Results. Of the 99 observed deaths, 27 involved failed cardiopulmonary resuscitation; of the remaining 72, 39 followed withdrawal/limitation (W/LT) of LST, 20 were do not resuscitate (DNR), and 13 were brain deaths (BDs). Families initiated discussions about forgoing LST in 24% (17 of 72) of cases. Consensus between caregivers and staff about forgoing LST as the best approach was reached after the first meeting with 51% (35 of 68) of families; 46% (31 of 68) required ≥2 meetings (4 not reported). In the DNR group, the median time to death after consensus was 24 hours and for W/LT was 3 hours. LST was later withdrawn in 11 of 20 DNR cases. The family was present in 76% (45 of 59) of cases when LST was forgone. The dying patient was held by the family in 78% (35 of 45) of these occasions.

Conclusions. More than 1 formal meeting was required to reach consensus with families about forgoing LST in almost half of the patients. Families often held their child at the time of death. The majority of children died quickly after the end-of-life decision was made.

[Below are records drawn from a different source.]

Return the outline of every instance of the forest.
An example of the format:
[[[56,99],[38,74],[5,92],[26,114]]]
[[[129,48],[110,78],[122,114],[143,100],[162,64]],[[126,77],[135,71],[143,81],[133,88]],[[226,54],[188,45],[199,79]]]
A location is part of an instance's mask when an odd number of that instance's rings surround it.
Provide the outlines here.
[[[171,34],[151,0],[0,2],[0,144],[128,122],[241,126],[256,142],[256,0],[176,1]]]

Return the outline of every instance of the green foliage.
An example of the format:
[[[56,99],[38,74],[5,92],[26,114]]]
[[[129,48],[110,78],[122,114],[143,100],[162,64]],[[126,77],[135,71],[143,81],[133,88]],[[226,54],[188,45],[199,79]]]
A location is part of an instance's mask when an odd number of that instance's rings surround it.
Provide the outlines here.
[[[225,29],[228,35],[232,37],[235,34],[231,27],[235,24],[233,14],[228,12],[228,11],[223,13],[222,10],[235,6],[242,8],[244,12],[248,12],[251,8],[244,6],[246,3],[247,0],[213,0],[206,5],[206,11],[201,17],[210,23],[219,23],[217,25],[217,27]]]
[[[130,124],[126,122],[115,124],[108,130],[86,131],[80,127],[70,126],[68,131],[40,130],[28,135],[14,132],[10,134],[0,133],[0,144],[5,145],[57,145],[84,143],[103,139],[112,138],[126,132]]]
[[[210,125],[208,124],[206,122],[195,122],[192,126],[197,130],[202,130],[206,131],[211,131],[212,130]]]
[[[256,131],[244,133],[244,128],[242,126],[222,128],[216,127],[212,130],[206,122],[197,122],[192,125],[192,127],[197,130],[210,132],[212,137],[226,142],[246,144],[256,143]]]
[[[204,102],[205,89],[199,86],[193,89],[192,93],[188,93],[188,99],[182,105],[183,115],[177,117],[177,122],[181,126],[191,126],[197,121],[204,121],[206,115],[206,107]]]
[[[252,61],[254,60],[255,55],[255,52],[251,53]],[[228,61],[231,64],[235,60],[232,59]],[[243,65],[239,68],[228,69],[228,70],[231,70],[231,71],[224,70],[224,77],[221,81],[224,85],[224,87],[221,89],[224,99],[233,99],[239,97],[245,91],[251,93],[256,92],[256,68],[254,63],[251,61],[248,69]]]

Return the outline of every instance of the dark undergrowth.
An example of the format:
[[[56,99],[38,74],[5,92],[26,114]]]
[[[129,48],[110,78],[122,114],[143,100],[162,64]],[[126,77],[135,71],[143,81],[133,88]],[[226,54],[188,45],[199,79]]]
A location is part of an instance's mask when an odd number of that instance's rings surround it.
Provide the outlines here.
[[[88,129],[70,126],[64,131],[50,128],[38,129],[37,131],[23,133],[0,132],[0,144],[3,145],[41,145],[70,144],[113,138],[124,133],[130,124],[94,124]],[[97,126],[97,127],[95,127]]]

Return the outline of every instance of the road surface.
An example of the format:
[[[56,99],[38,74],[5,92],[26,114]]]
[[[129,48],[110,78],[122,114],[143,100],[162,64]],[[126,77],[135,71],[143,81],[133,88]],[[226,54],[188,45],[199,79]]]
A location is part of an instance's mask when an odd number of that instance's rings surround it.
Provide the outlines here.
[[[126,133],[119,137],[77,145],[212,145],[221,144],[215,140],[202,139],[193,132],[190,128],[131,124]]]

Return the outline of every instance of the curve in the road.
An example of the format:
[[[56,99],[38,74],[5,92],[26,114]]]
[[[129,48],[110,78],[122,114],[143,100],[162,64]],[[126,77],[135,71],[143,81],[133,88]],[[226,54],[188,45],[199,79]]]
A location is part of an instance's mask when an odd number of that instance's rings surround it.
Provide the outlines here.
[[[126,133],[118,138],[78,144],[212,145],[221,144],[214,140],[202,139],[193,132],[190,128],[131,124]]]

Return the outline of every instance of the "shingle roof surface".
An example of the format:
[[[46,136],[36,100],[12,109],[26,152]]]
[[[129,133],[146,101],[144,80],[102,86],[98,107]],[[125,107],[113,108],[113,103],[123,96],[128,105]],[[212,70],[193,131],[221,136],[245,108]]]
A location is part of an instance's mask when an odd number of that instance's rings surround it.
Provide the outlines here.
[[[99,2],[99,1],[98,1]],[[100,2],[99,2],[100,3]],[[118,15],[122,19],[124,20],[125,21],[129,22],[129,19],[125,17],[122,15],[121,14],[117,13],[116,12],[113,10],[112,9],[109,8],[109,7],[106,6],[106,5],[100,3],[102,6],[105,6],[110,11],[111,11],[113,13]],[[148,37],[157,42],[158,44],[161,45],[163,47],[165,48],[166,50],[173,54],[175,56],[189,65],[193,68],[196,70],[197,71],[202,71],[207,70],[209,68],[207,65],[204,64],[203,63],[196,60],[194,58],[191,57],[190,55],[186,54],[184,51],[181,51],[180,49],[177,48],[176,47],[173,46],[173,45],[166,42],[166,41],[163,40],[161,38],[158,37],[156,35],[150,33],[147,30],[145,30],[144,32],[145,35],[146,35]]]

Key Words: withdrawal of therapy • death • futility • pediatric intensive care • ethics • attitude of health personnel • critical care • decision making • drug utilization • passive euthanasia • human • intensive care units • life support care • palliative care

Abbreviations: ICU, intensive care unit • LST, life-sustaining treatment • PICU, pediatric intensive care unit • HSC, Hospital for Sick Children • BD, brain death • DNR, do not resuscitate • RES, resuscitation • ALS, advanced life support • W/LT, withdrawal or limitation of therapy • CPR, cardiopulmonary resuscitation • LOS, length of stay • ECLS, extracorporeal life support • NMB, neuromuscular blocking agent


Received for publication Mar 28, 2003; Accepted Jul 16, 2003.